Money is based on trust. Money is not the dollar bills in your pocket; it's your confidence that when you give enough of those dollar bills to the barista at Starbuck's, the barista will give you a latte in return. And it's Starbuck's confidence that when it gives those dollar bills to the barista as a salary, he'll be able to spend them on rent.

1 comment:

  1. Money is so simple compared to investment banking.
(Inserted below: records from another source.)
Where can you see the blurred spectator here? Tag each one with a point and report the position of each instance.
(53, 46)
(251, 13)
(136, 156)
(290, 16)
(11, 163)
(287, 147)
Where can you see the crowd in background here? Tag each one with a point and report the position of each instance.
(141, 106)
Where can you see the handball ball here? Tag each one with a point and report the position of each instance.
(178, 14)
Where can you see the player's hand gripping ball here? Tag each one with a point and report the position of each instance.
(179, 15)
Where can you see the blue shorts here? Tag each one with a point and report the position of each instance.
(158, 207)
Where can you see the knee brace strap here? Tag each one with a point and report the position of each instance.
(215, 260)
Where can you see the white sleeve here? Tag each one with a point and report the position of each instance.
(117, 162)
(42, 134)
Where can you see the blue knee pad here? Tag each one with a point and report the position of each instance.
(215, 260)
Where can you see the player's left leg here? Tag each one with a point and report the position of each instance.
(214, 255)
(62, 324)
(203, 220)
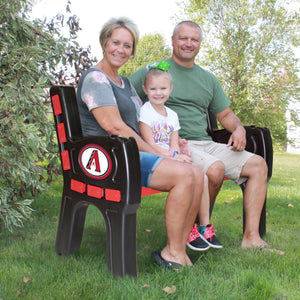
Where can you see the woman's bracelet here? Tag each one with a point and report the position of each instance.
(174, 153)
    How about I sell you an insurance policy against the likelihood that the people who hold a batch of mortgage paper will actually be able to collect? We trust each other. Besides, everyone knows real estate is the best investment there is. So what if the mortgages upon which the mortgage paper is based are unsustainable? Well, then, that's what I sold you the insurance policy for, right? But wait!, if all the insurance paper I sold you comes due at once, what happens? What if a lot of the mortgages which were batched together and traded and split up and spun around the market with dizzying speed, suddenly went into default? Oh-oh. Now we're in a whole new ballgame. Just how much were those batches of mortgages worth, now that many of them were in default or repossession? No one knows, because it's even become difficult to determine who actually owns (is responsible for) those mortgages! So all these obligations get "floated"--that is, not called, or actually collected. IOU's sitting in the locked desks of accounting departments in big banks (actually, they're all in computer files). No one wants to talk about how much liability they're holding, but, inevitably, word leaks out. Citibank has a trillion dollars in uncalled default, and they won't show the books to anybody, including the Federal Banking Regulators.

    Why give these folks money? Will that save any of the crumbling mortgage contracts across the nation, the phenomenon that is causing this crisis? Not likely.